Jakarta, Aktual.com – Pemerintah Amerika Serikat (AS) terus meminta bantuan pemerintah China untuk mendesak Iran agar dapat mengendalikan kelompok Houthi yang terus menyerang kapal-kapal komersial di Laut Merah.
Namun, Washington sejauh ini hanya melihat sedikit tanda bantuan dari Beijing.
Hal tersebut diungkapkan oleh sejumlah pejabat AS yang enggan disebut namanya dalam laporannya pada Rabu (24/1) waktu setempat.
Disebutkan dalam laporan bahwa AS telah berulang kali menyinggung masalah ini dengan para pejabat tinggi China dalam tiga bulan terakhir.
Penasihat keamanan nasional Gedung Putih, Jake Sullivan, dan wakilnya Jon Finer telah membahas masalah itu dalam pertemuan bulan ini di Washington dengan Kepala Departemen Hubungan Internasional Partai Komunis China, Liu Jianchao.
Dikabarkan, Serangan udara juga dilancarkan Washington bersama sekutunya, Inggris, pada Senin (22/1) waktu setempat, terhadap tempat penyimpanan bawah tanah Houthi di wilayah Yaman.

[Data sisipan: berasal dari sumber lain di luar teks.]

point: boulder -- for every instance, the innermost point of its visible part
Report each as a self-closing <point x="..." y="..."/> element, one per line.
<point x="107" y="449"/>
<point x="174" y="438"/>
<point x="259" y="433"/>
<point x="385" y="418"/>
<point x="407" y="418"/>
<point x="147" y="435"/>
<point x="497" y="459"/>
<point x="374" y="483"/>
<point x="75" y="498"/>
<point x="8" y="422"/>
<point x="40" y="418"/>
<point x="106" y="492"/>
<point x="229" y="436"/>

Serangan itu juga menargetkan kemampuan rudal dan pengawasan yang digunakan kelompok yang didukung Iran itu saat menyerang kapal-kapal komersial di Laut Merah.
Rentetan serangan Houthi di Laut Merah telah mengganggu pelayaran global dan memicu kekhawatiran terjadinya inflasi global.
Serangan itu juga memperdalam kekhawatiran bahwa perang antara Israel dan Hamas di Jalur Gaza dapat mengganggu stabilitas Timur Tengah.
Houthi yang menguasai wilayah-wilayah terpadat di Yaman itu terus melancarkan serangan terhadap kapal-kapal di Laut Merah meski diserang AS dan Inggris.
Houthi menegaskan bahwa serangan mereka merupakan solidaritas untuk warga Palestina di Jalur Gaza yang terus digempur Israel dalam perang melawan Hamas.